Patricia Cornwell – Hammer01 Hornets Nest

This was always the bitter irony in such cases, she couldn’t help but think. Death ratted on people who were closet drug abusers, drunks, or having affairs with one and/or the other sex, or those who liked to whip or be whipped, or to string themselves up by pulleys and nooses and masturbate. Human creativity was endless, and West had seen it all. She had gotten out a ballpoint pen and was using it to turn pages of other paperwork. Though her forte was not cash and equivalents, treasury and agency securities, derivatives, investment banking, commercial and corporate banking, West knew enough to get a sense of what Mauney might have been intending on his travels.

In the first place, he had an alias, Jack Morgan, whose picture IDs on passport and driver’s license showed Mauney’s face. There were a total of eight credit cards and two checkbooks in the names of Mauney and Morgan. Both men seemed to have a keen interest in real estate, specifically a number of hotels along Miami Beach. It appeared to West that Mauney was prepared to invest some one hundred million dollars in these old pastel dumps. Why? Who the hell went to Miami Beach these days? West flipped through more paperwork, perspiring in the humid heat.
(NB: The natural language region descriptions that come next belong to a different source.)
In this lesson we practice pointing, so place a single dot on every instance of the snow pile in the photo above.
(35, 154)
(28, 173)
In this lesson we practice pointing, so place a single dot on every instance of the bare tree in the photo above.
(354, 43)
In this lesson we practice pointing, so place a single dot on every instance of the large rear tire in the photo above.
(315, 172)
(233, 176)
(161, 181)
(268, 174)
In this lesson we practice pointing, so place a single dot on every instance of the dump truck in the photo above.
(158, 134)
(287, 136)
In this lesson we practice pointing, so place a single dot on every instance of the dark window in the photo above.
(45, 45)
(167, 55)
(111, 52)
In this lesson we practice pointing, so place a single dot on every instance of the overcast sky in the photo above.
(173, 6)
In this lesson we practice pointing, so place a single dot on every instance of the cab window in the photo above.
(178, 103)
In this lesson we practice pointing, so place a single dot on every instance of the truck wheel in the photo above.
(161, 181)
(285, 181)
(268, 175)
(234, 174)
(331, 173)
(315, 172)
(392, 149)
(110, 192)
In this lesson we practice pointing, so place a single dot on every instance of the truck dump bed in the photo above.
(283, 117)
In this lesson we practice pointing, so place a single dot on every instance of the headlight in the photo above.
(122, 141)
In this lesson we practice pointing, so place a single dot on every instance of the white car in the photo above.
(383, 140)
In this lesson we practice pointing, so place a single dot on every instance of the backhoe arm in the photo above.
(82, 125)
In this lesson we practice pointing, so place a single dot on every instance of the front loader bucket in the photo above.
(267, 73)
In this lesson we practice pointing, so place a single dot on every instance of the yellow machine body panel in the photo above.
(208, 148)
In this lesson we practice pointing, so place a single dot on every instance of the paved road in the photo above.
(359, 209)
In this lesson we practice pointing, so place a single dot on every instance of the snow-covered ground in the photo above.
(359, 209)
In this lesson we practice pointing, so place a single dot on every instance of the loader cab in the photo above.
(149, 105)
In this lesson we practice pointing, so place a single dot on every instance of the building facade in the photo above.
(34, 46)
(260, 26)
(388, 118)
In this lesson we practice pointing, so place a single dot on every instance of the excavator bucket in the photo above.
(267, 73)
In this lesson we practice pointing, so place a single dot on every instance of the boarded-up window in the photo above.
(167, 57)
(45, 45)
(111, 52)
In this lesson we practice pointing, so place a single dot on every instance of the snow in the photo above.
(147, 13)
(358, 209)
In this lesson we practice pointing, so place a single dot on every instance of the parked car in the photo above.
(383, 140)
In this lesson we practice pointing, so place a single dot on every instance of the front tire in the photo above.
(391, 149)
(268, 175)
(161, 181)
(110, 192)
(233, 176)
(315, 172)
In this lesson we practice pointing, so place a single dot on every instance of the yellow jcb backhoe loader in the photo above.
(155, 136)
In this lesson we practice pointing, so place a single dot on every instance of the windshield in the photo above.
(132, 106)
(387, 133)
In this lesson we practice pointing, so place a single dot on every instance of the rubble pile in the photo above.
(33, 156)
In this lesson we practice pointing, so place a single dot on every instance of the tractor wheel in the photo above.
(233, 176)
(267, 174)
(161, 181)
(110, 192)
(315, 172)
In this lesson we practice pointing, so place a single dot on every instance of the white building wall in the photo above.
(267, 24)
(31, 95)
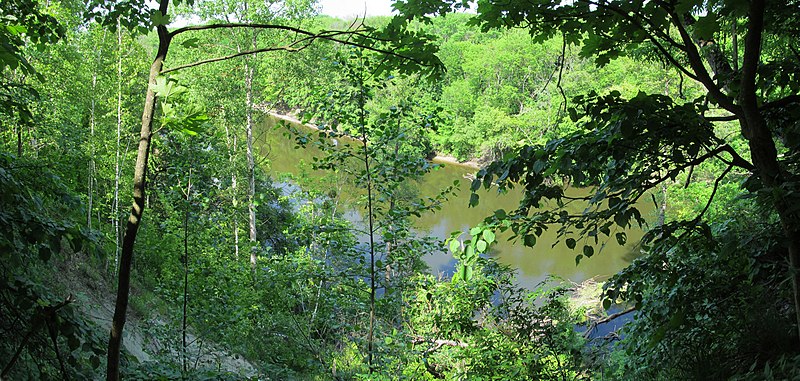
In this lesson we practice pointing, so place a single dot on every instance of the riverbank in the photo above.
(439, 159)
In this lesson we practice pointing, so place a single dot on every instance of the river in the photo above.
(533, 264)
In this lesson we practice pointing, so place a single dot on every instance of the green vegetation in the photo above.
(225, 272)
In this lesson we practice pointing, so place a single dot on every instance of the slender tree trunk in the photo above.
(762, 148)
(251, 166)
(186, 270)
(232, 147)
(90, 181)
(140, 171)
(371, 333)
(115, 203)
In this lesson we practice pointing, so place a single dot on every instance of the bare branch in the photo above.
(288, 48)
(329, 35)
(701, 74)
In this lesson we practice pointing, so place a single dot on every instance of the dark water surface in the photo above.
(533, 264)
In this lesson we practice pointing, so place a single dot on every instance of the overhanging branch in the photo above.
(329, 35)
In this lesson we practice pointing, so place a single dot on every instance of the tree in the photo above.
(629, 146)
(136, 15)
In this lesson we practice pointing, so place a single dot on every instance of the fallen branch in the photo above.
(606, 320)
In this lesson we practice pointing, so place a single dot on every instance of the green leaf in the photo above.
(190, 43)
(706, 27)
(488, 236)
(454, 246)
(158, 18)
(45, 253)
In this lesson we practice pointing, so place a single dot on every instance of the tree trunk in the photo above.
(140, 171)
(251, 165)
(115, 203)
(762, 148)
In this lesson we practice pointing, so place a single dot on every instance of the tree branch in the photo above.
(330, 35)
(652, 38)
(702, 75)
(289, 48)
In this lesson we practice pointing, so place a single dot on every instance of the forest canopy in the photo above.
(679, 118)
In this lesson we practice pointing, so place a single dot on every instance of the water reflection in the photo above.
(533, 264)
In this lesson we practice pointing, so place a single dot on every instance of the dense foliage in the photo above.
(237, 274)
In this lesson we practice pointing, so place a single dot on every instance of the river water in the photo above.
(532, 264)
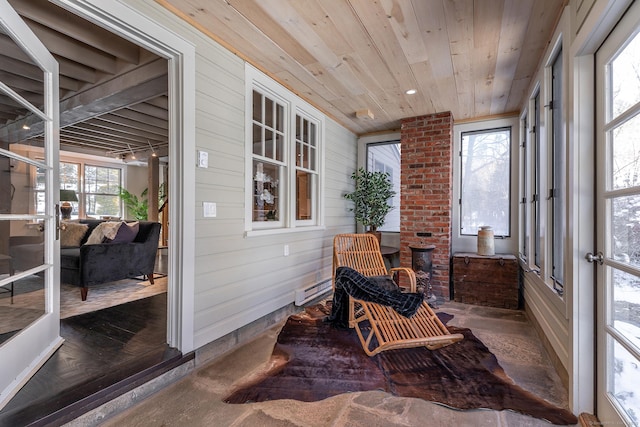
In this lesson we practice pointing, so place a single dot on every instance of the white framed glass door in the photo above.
(618, 223)
(29, 253)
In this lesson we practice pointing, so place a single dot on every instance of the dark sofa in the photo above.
(106, 262)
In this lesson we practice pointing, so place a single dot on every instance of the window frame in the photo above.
(81, 160)
(295, 107)
(84, 194)
(395, 177)
(468, 243)
(511, 132)
(557, 169)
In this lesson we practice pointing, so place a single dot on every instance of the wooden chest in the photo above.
(486, 280)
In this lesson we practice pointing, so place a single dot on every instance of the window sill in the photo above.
(276, 231)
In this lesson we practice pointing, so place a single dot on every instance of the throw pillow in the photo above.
(126, 233)
(72, 233)
(104, 230)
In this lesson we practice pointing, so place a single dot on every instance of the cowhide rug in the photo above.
(312, 361)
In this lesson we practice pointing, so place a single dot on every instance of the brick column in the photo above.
(426, 192)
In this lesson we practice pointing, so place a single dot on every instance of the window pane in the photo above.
(268, 144)
(69, 176)
(623, 387)
(304, 192)
(558, 165)
(485, 192)
(257, 106)
(625, 229)
(386, 158)
(625, 79)
(624, 141)
(257, 140)
(102, 180)
(626, 300)
(280, 118)
(102, 205)
(279, 147)
(266, 191)
(268, 112)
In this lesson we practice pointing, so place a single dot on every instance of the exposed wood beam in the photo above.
(68, 48)
(133, 115)
(65, 22)
(129, 89)
(125, 126)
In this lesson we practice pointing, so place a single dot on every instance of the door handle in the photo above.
(57, 221)
(598, 257)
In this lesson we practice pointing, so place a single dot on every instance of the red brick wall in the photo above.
(426, 192)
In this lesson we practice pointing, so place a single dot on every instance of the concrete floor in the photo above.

Why was Mauney planning to drop by Grand Cayman, the money-laundering capital of the world?

“My God,” West muttered, realizing that Grand Cayman was three syllables.

She stood up, staring at the bright skyline, at the mighty US Bank Corporate Center rising above all, its red light slowly blinking a warning to helicopters and low flying planes. She stared at this symbol of economic achievement, of greatness and hard work on the part of many, and she got angry. West, like a lot of citizens, had checking and savings accounts at US Bank She had financed her Ford through it.

Tellers were always pleasant and hard-working. They went home at the end of the day and did their best to make ends meet like most folks.

Then some carpetbagger comes along and decides to cheat, steal, hoodwink, make out like a bandit, and give an innocent business and its people a bad name. West turned her attention to Hammer and motioned to her.

“Take a look,” West said quietly to her chief.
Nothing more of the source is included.